# 4 speed or 5 speed tranny?



## Guest (Jun 3, 2002)

I would like to know if my 92 nissan sentra needs a 4 or 5 speed tranny. Soon I will be dropping in the tranny as a project which I have no idea how to do. Can anyone post a link on how to change a transmission? What about on a scale of 1 to 5 as 5 being most difficult, how hard is it to change?


----------



## samo (Apr 30, 2002)

You want a 5-speed. The four-speed only came on the '91 E IIRC and some B12s. The four-speed is a tough tranny - PaulB, a guy who used to have a turbo GA16 in his B13 used a 4-speed. However, the ratios are going to probably be a little taller and farther apart in the 4-speed than the 5-speed.


----------



## Guest (Jun 16, 2002)

SentraSESeaTown said:


> *I would like to know if my 92 nissan sentra needs a 4 or 5 speed tranny. Soon I will be dropping in the tranny as a project which I have no idea how to do. Can anyone post a link on how to change a transmission?
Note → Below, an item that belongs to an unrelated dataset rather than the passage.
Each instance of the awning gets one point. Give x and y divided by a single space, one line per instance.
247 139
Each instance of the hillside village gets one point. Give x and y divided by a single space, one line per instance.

What about on a scale of 1 to 5 as 5 being most difficult, how hard is it to change? *


If we're racing and we're in 4th I'll have one more gear to go. then when I get in front of you and you can see the back of the car clearly I'll tell my girl in the passenger side to press the RED triangle button.

tranny swap 5 for the first time, have someone help you that knows there way around the motor.


----------